The X chromosome has something called inactivation. Males have an X chromosome and a smaller Y chromosome, while females have two X chromosomes, resulting in a higher amount of genes on the X chromosome.
Therefore, one of the two X chromosomes is inactivated to suppress gene activity as a mechanism to equalize gene expression on the X chromosome in males and females. This inactivation of the X chromosome is also called lionization, and it occurs randomly regardless of maternal or paternal origin. Once inactivated, the X chromosome is never activated again. It is passed on to the daughter cells that arise from mitosis.
Inactivation when there are two or more X chromosomes
So what would happen to inactivation if there were three or four X chromosomes? This can be determined by a test called the FISH method.

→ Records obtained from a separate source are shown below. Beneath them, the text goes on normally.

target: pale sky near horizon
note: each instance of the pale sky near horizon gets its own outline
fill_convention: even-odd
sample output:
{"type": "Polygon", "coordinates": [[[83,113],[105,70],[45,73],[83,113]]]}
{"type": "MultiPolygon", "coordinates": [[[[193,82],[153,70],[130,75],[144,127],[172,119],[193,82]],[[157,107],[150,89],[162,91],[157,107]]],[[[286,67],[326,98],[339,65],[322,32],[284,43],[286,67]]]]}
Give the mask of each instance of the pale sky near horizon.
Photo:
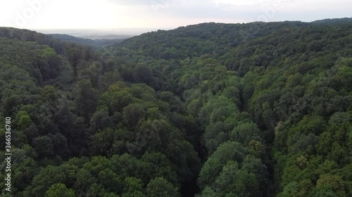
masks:
{"type": "Polygon", "coordinates": [[[1,0],[0,27],[164,28],[352,17],[351,0],[1,0]]]}

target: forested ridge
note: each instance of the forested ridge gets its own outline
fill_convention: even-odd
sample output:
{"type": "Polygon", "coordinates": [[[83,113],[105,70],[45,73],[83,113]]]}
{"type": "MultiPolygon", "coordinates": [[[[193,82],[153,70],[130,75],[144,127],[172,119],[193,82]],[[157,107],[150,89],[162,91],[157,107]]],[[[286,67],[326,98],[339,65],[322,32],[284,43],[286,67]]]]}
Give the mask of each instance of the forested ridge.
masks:
{"type": "Polygon", "coordinates": [[[96,49],[0,27],[13,196],[352,196],[352,20],[203,23],[96,49]]]}

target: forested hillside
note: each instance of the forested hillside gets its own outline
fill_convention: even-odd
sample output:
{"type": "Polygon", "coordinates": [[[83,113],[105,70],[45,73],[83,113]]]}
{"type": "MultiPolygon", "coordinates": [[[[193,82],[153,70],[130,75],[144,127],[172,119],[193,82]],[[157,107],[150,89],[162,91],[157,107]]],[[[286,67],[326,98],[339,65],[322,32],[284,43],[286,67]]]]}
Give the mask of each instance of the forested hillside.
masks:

If there are three X chromosomes, two of the three are inactivated; if there are four X chromosomes, three of the four are inactivated. One chromosome is always inactivated. What would happen if this inactivation did not occur? Inactivation is done to regulate the gene dosage, so an excess of genes can lead to severe developmental delay. Therefore, most cases are considered to result in miscarriage.
Also, if there were three X chromosomes and two were supposed to be inactivated but only a very small fragment was not, the child would be born with severe developmental delay. There are also rare cases where cells with maternal X inactivated and cells with paternal X inactivated are mixed together. This is called mosaicism.
ES cells and iPS cells, which are often heard of these days, are not inactivated by the cells themselves, but one of them is inactivated as the cells differentiate.